Dela Rosa thanked his men for working closely with the Duterte administration’s war on drugs and apologized to them if they thought he fell short of expectations.
“The commitment of the PNP in the illegal drugs campaign does not end with the retirement of Ronald ‘Bato’ dela Rosa. Rather, we can expect more results-oriented operations … under a new leadership that would infuse new blood into the campaign,” he said in a brief speech.
Dela Rosa was the chief implementer of the President’s crackdown on illegal drugs, which has claimed the lives of thousands of drug suspects but has failed to haul drug lords to jail.
As he wound down his 21-month tenure as PNP chief, Dela Rosa said 19,086 drug offenders had been arrested in 12,032 operations nationwide from December last year until April 13.

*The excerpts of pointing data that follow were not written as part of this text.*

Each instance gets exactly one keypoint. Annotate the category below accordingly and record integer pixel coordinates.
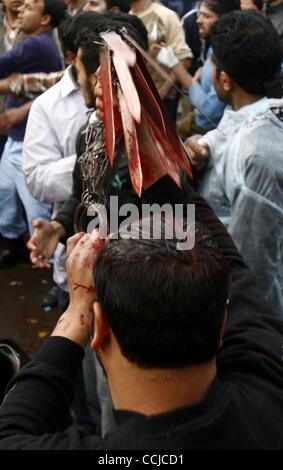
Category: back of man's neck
(241, 100)
(11, 18)
(41, 30)
(274, 4)
(151, 392)
(140, 5)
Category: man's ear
(93, 79)
(101, 328)
(223, 327)
(226, 82)
(70, 58)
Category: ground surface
(21, 316)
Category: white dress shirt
(49, 149)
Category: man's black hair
(165, 307)
(124, 5)
(221, 7)
(258, 4)
(57, 11)
(247, 47)
(73, 25)
(89, 43)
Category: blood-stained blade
(123, 58)
(107, 96)
(128, 87)
(131, 144)
(147, 84)
(170, 135)
(154, 153)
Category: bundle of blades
(135, 117)
(95, 173)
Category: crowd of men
(162, 348)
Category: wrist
(58, 229)
(76, 324)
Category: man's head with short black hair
(210, 11)
(165, 307)
(57, 11)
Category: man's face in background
(205, 21)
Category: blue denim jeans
(17, 206)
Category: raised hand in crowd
(198, 151)
(44, 241)
(76, 324)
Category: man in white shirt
(49, 146)
(163, 26)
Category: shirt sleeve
(48, 175)
(32, 85)
(257, 220)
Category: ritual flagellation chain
(95, 171)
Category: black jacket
(241, 410)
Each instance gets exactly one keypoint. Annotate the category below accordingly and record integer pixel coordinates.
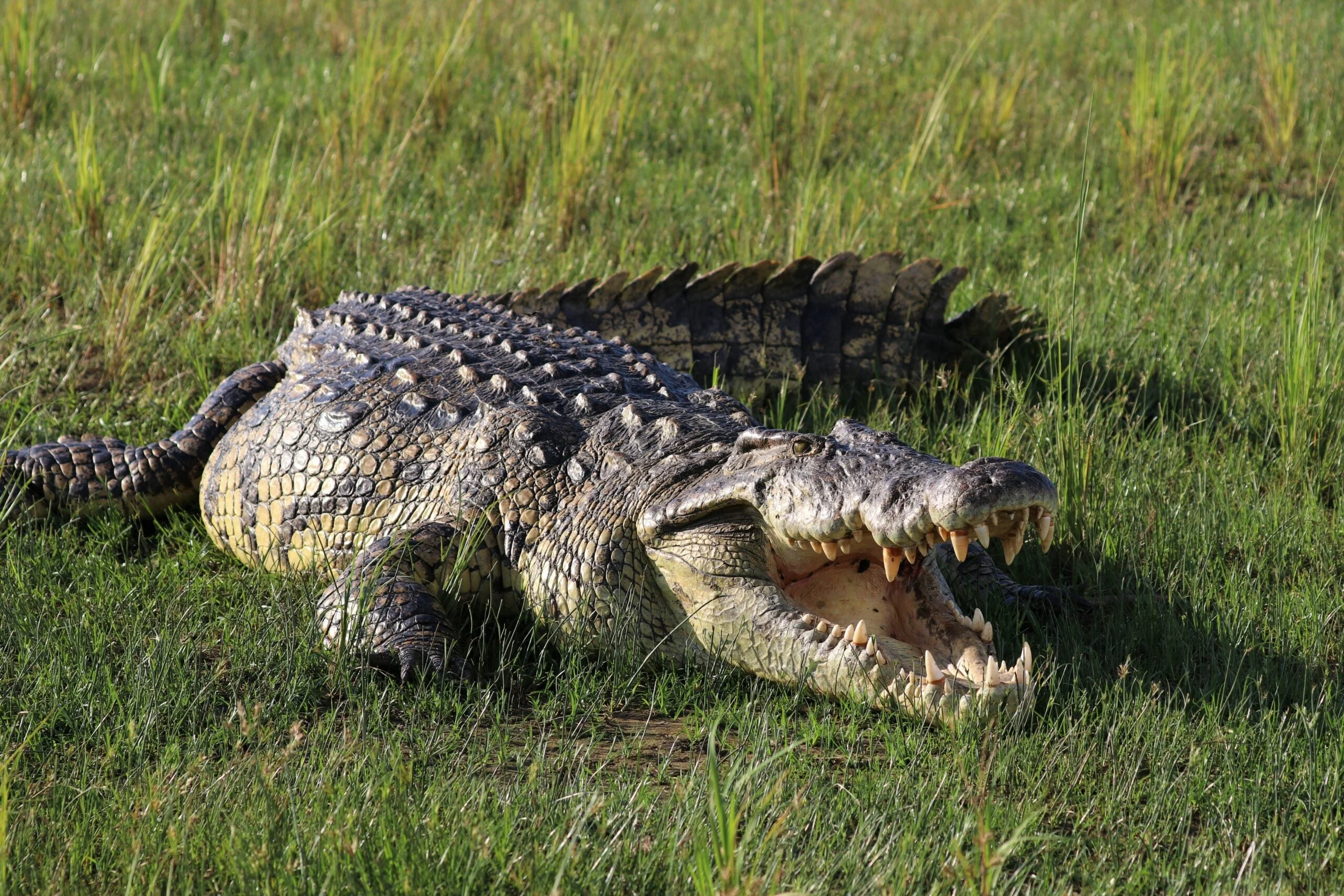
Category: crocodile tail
(73, 476)
(847, 320)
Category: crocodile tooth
(960, 543)
(1046, 530)
(983, 535)
(891, 562)
(932, 672)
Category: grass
(1158, 179)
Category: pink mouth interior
(854, 587)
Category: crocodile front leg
(387, 604)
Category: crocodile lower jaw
(860, 597)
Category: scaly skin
(425, 450)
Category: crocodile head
(808, 558)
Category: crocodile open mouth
(855, 593)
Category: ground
(1158, 179)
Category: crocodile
(426, 453)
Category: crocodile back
(417, 405)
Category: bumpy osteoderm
(426, 452)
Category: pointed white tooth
(891, 562)
(932, 672)
(960, 543)
(1046, 530)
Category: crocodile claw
(443, 662)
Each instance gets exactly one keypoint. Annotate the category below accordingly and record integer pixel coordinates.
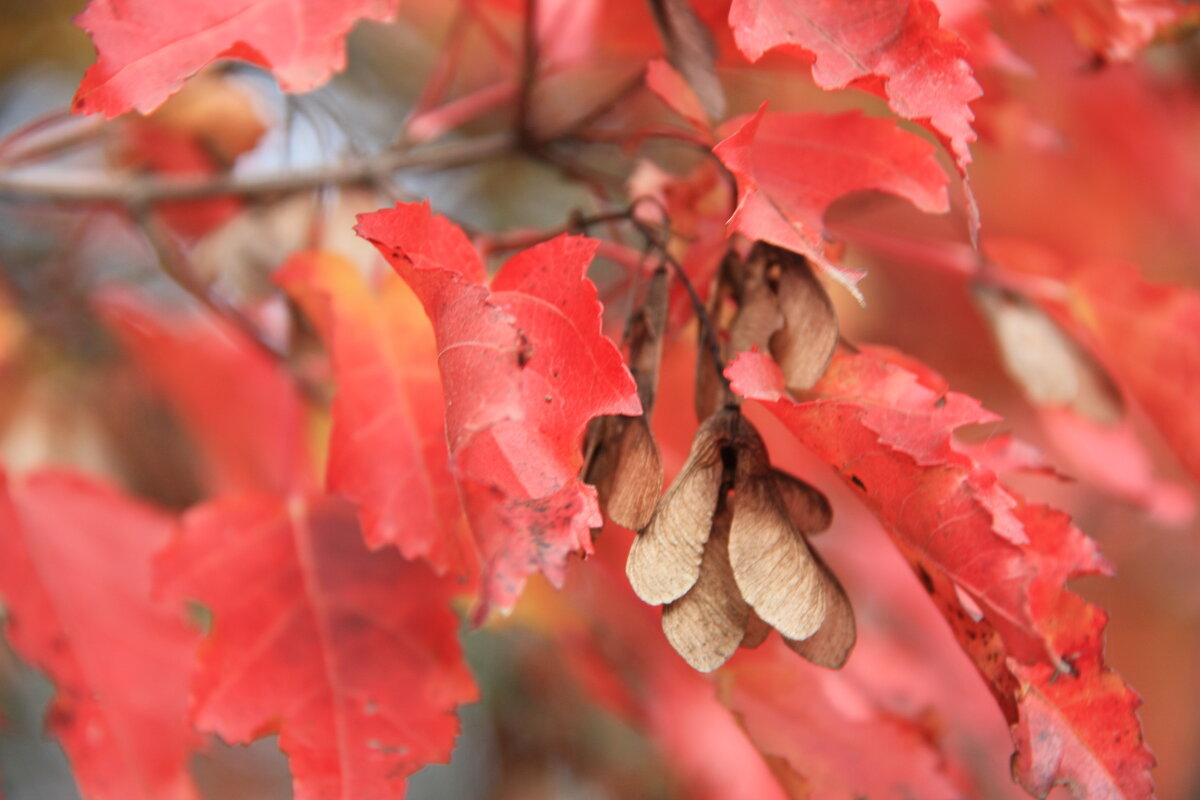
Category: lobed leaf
(791, 167)
(351, 655)
(76, 579)
(388, 451)
(995, 566)
(894, 48)
(147, 49)
(525, 367)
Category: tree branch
(143, 191)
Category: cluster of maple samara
(724, 551)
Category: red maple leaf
(893, 48)
(994, 565)
(351, 655)
(147, 49)
(523, 368)
(792, 167)
(388, 451)
(75, 575)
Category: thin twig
(652, 236)
(177, 265)
(526, 138)
(147, 191)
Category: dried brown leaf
(707, 624)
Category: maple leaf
(351, 655)
(525, 367)
(994, 565)
(388, 452)
(147, 49)
(75, 575)
(893, 48)
(811, 726)
(791, 167)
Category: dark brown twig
(141, 192)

He said he would ask his successor, National Capital Region Police Office (NCRPO) Director Oscar Albayalde, to continue the war on drugs and the internal cleansing in the PNP.
Albayalde will formally replace Dela Rosa on April 18.
President Rodrigo Duterte had earlier appointed Dela Rosa head of the Bureau of Corrections. The agency oversees the National Bilibid Prison, which Mr. Duterte has said is a haven of drug traders.
Dela Rosa said at a press conference on Monday that the “lowest point” of his term as PNP chief was the murder of Korean national Jee Ick-joo, who was kidnapped in October 2016 and killed right inside Camp Crame by rogue cops detailed to the PNP’s Anti-Illegal Drugs Group.
Chief’s low point
Another low point, he said, was having to attend a Senate investigation of the war on drugs and of the extrajudicial killings that critics had accused the police of committing.
He said that one was “defenseless” in front of senators.
“You cannot talk back, that’s why I had to [keep my emotions] to myself until I just cried because I felt so bad,” he said.
Dela Rosa told the police force that “it was up to them” to judge whether he was a “good or bad father of the organization.”
“Again and again I will say, I am very proud to have been your chief PNP,” he said.